Erscheinungsjahr: 2015
Besonderheiten/Stil: Psychedelic; Worldmusic / Ethno
Label: Theo Records
Durchschnittswertung: 10/15 (1 Rezension)

Besetzung

Yana Veva Gesang, Morin Khuur
Fedor Svolotch Horn, Percussion
Kusas Dunchen, Riq
Vdim Sergeev Gitarre, Ukulele
Alexey Kalinovskiy Drehleier
Natalia Nazarova Cello
Mariya Broccoli Knochenflöte
Gulya Naumova Sibirische Violine
Kirill Serov Djun-Djun
Alexander Paltonov Gesang
Chamber Choir "Lauda"

Tracklist

Disc 1
1. Umbraya Erze 5:28
2. Vetvi 4:06
3. Salameika 4:32
4. Kukushka 5:25
5. Aion 6:22
6. Niti 4:09
7. Veter (Featuring Nagmar) 5:08
8. Yaard 5:30
9. Beliy Gorod 5:15
10. Kolodec 3:26
Gesamtlaufzeit49:21


Rezensionen


Von: Jochen Rindfrey @


Vetvi (Ветви; russ. für „Zweige“) ist meine erste Begegnung mit der Musik von Theodor Bastard, und ich muss sagen, bei so einem Bandnamen hätte ich komplett andere Klänge erwartet, irgendwas völlig ausgeflipptes. Möglicherweise haben sie das in ihrer Anfangszeit sogar gemacht, laut Bandinfo begannen sie Ende der 90er zunächst mit experimenteller elektronischer Musik.

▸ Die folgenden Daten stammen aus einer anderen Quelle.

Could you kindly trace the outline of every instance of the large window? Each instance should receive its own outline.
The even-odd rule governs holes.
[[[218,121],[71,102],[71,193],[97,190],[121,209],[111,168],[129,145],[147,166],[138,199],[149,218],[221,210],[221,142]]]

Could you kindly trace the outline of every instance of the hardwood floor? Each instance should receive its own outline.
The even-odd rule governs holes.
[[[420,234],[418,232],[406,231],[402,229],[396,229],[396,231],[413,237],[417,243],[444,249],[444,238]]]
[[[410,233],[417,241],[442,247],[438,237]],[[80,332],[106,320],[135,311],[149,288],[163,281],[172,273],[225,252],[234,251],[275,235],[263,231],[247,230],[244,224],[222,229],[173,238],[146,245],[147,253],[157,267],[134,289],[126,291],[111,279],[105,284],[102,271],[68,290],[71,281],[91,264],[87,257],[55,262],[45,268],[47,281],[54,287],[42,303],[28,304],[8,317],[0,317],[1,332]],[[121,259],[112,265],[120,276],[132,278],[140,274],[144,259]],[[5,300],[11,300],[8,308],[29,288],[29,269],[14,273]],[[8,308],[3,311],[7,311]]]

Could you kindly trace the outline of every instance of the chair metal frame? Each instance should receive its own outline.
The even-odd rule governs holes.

Für Vetvi dagegen gilt im Wesentlichen das, was aus Kollegenfeder bereits zum 11 (!) Jahre zuvor erschienenen Pustota zu lesen ist. Auch Vetvi bietet stark Ethno-beeinflusste Musik, die vor allem durch den betörenden, schamanistisch klingenden Gesang von Yana Veva und die tranceartigen Rhythmen eine geradezu hypnotisch-beschwörende Kraft ausstrahlt. Allerdings ist im Vergleich zu Pustota der Elektronik-Anteil deutlich zurückgefahren, einerseits zugunsten kammermusikalischer Instrumente wie Horn und Cello, andererseits - und das vor allem - zugunsten exotischen Instrumentariums mit so eigenartigen Namen wie Morin Kuuhr (eine mongolische Violine), Dunchen (ein tibetisches Blasinstrument von der Größe eines Alphorns) oder Hummel. Letzteres ist tatsächlich nicht nur ein Insekt, sondern auch eine Art schwedischer Zither (die aber tatsächlich nach dem Insekt benannt ist). Dazu kommen dezente, aber wirkungsvolle Einsätze von Orgel oder anderen Tasteninstrumenten, die der Musik streckenweise einen psychedelischen Einschlag verleihen.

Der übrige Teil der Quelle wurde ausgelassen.